Also, I was searching for "crushed" in translated Arabic texts and I found in Tafsir ibn Kathir:


تفسير ابن كثير said:


> قالوا: زعم صالح أنه يفرغ منا إلى ثلاثة أيام، فنحن نفرغ منه وأهله قبل ثلاث، وكان لصالح مسجد في الحجر عند شعب هناك يصلي فيه، فخرجوا إلى كهف، أي: غار هناك ليلاً، فقالوا: إذا جاء يصلي، قتلناه، ثم رجعنا إذا فرغنا منه إلى أهله ففرغنا منهم، فبعث الله عليهم صخرة من الهضب حيالهم، فخشوا أن تشدخهم، فتبادروا، فانطبقت عليهم الصخرة وهم في ذلك الغار...إلخ
> Source: http://www.altafsir.com/Tafasir.asp...No=53&tDisplay=yes&Page=2&Size=1&LanguageId=1



I also found the verb رضّ يرضّ used here:





تفسير ابن كثير said:


> وقيل: ثقيل وقت نزوله من عظمته، كما قال زيد بن ثابت رضي الله عنه: أنزل على رسول الله صلى الله عليه وسلم وفخذه على فخذي فكادت ترض فخذي.
> Source: http://www.altafsir.com/Tafasir.asp...hNo=1&tDisplay=yes&Page=2&Size=1&LanguageId=1


 Both of which qtafsir.com translates with "crush". However, ترض is translated by sunnah.com in this hadith by "fracture". http://sunnah.com/urn/42710
رض is also defined as الدق الجريش (coarse pounding?) by al-Lisan.

And speaking of rare unused verbs, I happened to come across داك يدوك as the next entry after داس يدوس. It is defined by al-Lisan as الدَّوْكُ: دق الشيء وسحقه وطحنه كما يَدُوك البعيرُ الشيء بكَلْكَلهِ. I guess this is as close to our desired meaning as we can get. The analogy is of something that gets crushed by a camel's chest when it sits on the ground. However, it is probably too archaic.

However, I note that it too is defined by دق which seems like the most general verb used in the definitions.

Finally, I see أطبق used in the hadith when the Prophet صلى الله عليه وسلم went to aT-Taaif.
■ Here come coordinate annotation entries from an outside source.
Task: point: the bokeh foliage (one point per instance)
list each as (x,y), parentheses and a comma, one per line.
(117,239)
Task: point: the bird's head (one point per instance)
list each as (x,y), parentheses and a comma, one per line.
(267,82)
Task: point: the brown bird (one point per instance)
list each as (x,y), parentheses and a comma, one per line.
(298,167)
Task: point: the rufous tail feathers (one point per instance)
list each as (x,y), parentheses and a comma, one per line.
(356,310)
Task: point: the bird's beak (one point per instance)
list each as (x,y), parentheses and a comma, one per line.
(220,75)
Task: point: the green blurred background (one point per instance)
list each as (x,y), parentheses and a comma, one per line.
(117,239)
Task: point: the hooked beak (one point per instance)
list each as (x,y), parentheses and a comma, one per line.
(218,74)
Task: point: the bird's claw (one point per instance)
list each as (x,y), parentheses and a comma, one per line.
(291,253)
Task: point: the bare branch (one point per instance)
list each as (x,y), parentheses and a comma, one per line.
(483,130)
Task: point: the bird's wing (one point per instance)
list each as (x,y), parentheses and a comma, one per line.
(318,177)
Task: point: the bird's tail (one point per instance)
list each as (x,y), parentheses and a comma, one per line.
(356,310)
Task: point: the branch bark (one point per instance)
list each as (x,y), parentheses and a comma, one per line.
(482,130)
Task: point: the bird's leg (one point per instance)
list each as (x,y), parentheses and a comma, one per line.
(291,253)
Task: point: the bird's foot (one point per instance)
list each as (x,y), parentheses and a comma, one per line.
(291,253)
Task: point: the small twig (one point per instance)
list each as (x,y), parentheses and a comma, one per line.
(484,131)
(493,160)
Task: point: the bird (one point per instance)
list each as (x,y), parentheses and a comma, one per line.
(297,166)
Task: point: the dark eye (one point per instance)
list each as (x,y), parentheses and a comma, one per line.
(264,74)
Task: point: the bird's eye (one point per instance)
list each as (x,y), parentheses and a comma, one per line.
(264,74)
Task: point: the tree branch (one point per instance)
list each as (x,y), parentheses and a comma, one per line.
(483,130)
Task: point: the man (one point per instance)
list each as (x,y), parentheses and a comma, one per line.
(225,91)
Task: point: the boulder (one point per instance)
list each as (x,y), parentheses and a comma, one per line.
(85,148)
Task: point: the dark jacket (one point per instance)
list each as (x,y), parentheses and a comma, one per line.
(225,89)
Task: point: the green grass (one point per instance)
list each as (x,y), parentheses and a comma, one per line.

It seems like it could be used in some situations but probably not for grapes.





			
				رياض الصالحين said:
			
		

> ... فنادانى فقال‏:‏ إن الله تعالى قد سمع قول قومك لك، وما ردوا عليك، وقد بعث إليك ملك الجبال لتأمره بما شئت فيهم فنادانى ملك الجبال، فسلم على ثم قال‏:‏ يا محمد إن الله قد سمع قول قومك لك، وأنا ملك الجبال، وقد بعثنى ربى إليك لتأمرنى بأمرك،فما شئت‏:‏ إن شئت أطبقت عليهم الأخشبين” ... إلخ
> Source: http://sunnah.com/riyadussaliheen/1#643



Sorry for the long post. Thanks for reading!


----------



## إسكندراني

I shall try to read your long post in detail, and see if I can help.
But regarding شدخ, I think that means 'scratch' (maybe it's Egyptian? I am not sure if it counts as MSA).


----------